First Women Bank
- Type: Private
- Industry: Banking Capital Markets
- Founded: December 2, 1989; 36 years ago
- Headquarters: Karachi-75530, Pakistan
- Key people: Farrukh Iqbal Khan (CEO)
- Products: Loans, credit cards, debit cards, savings, consumer banking, and bancassurance
- Revenue: Rs. 2.167 billion (US$7.8 million) (2023)
- Operating income: Rs. 457.354 million (US$1.6 million) (2023)
- Net income: Rs. 322.165 million (US$1.2 million) (2023)
- Total assets: Rs. 70.792 billion (US$250 million) (2023)
- Total equity: Rs. 3.082 billion (US$11 million) (2023)
- Owner: International Holding Company (100%)
- Website: fwbl.com.pk

= First Women Bank =

Pakistani state-owned commercial bank

First Women Bank Ltd. (FWBL) is a privately owned commercial bank. On 15 April 2026, the Bank entered a new era with the successful completion of its privatization, under which the Government of Pakistan transferred its shareholding and management control to EVE Holding RSC Limited, an affiliate of International Holding Company (IHC), of UAE. IHC is one of the region’s leading diversified investment conglomerates with interests across financial services, infrastructure, technology, healthcare, energy, and real estate with sovereign associations. The transaction is regarded as a landmark Government -to- Government privatization, reflecting a strategic partnership between Pakistan and the United Arab Emirates. Reinforcing its financial strength and stability, the Bank’s entity ratings were revised by PACRA on June 24, 2026 to ‘A’ (long term) and A1 ( short term).

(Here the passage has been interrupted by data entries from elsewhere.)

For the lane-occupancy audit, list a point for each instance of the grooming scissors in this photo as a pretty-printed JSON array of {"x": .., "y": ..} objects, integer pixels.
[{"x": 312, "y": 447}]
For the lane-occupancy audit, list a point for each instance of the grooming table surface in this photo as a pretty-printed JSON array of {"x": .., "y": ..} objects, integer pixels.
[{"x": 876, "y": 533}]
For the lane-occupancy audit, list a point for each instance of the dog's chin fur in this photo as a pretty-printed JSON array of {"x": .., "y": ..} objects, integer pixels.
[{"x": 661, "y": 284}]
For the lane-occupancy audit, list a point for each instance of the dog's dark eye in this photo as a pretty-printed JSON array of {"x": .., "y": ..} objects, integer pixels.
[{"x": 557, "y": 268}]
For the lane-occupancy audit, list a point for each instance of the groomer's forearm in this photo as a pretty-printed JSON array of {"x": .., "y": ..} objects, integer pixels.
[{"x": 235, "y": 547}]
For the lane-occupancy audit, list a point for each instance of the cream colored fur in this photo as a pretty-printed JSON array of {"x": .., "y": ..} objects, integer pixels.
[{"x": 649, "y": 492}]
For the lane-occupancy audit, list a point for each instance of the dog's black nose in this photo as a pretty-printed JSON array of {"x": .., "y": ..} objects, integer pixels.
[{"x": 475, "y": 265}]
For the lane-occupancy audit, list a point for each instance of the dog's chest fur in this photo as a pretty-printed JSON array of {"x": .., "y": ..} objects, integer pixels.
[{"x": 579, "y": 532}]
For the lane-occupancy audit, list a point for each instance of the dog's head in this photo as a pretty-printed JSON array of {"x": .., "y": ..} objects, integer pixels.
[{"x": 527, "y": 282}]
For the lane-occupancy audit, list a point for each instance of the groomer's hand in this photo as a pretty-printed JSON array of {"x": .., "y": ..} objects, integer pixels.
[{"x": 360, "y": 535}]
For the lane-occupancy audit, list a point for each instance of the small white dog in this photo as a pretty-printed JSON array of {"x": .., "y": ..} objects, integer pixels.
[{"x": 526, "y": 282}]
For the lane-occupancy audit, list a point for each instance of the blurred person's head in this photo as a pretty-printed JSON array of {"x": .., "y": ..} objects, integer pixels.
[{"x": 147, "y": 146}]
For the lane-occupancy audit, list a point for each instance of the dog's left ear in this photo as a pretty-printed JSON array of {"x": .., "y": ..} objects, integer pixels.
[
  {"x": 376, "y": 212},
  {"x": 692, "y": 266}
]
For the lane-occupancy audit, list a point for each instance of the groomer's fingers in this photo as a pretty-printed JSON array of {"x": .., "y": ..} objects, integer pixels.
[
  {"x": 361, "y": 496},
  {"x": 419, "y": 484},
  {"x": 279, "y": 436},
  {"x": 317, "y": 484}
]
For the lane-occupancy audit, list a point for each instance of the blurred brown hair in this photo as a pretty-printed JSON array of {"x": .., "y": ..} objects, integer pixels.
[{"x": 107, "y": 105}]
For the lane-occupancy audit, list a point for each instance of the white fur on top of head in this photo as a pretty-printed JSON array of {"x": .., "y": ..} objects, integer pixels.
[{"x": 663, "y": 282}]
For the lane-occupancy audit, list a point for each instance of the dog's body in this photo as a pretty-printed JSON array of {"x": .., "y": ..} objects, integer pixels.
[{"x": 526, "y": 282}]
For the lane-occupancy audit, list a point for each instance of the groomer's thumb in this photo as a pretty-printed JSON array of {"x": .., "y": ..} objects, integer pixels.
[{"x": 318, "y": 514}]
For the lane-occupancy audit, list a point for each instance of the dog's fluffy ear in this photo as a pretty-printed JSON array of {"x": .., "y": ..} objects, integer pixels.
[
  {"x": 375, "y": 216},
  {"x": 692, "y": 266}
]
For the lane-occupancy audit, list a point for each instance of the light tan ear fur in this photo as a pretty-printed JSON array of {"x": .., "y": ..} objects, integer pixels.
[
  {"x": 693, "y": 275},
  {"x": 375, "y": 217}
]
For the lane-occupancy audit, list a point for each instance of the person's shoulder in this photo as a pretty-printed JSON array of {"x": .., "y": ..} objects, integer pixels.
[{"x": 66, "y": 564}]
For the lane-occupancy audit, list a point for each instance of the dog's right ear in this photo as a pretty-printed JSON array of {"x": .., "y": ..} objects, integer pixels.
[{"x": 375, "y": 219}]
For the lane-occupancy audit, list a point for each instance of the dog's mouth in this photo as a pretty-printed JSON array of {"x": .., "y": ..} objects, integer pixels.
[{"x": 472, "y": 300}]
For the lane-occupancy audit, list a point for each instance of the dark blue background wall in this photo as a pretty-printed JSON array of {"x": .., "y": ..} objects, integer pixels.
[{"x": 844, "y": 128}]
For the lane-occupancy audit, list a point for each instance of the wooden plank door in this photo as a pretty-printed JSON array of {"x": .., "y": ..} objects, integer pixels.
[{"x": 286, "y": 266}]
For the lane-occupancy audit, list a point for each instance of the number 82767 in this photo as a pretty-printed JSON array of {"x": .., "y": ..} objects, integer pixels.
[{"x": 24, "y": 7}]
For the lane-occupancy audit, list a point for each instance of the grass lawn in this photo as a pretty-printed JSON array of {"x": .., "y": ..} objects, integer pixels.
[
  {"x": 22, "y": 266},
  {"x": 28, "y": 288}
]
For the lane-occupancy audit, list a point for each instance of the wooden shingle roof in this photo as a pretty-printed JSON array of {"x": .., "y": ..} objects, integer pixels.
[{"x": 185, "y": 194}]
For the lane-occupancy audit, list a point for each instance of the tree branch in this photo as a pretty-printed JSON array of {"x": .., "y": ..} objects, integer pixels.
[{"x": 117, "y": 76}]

First Women Bank Limited (FWBL) is a Pakistani commercial bank for women with headquarters in Karachi.

== History ==
The blueprint for infrastructure of the Bank was designed by Akram Khatoon. She presented it in 1988 to then Prime Minister Benazir Bhutto, who approved to set up the bank in December 1988. The bank was incorporated with a paid up capital of PKR 100 million which was subscribed by the state-owned banks. Its original charter mandated that the bank would employ women and extend small business loans exclusively to women. he first branch of the bank was opened in Karachi in December 1989, and by 1991, it had 15 branches throughout the country.

The Cabinet Committee on Privatization (CCoP) approved transaction structures for the privatization of First Women Bank Ltd.

After a hiatus of several years, in February 2024, the Federal Cabinet of the Government of Pakistan finally approved the privatization of the First Women Bank.
On October 16, 2025, Pakistan's federal cabinet approved the sale of its 82.64% stake in First Women Bank Limited (FWBL) to the United Arab Emirates-based International Holding Company (IHC) for $14.6 million (Rs4.1 billion). The transaction, conducted under the Inter-Governmental Commercial Transactions Act of 2022, marks the first privatization under this legislation. The deal, valued at Rs5 billion for the bank, allows the buyer to meet the minimum capital requirement of Rs10 billion over five years. FWBL, established in 1989 to promote financial inclusion for women, had a net equity of Rs3.2 billion as of December 2023.

The sale agreement has been signed on October 17, 2025, in the presence of Prime Minister Shehbaz Sharif. The IHC, chaired by Sheikh Tahnoon bin Zayed Al Nahyan, plans to expand FWBL’s 42 branches to 200 in the medium term and is permitted to reduce up to 10% of the workforce immediately, with remaining employees protected from layoffs for at least 18 months.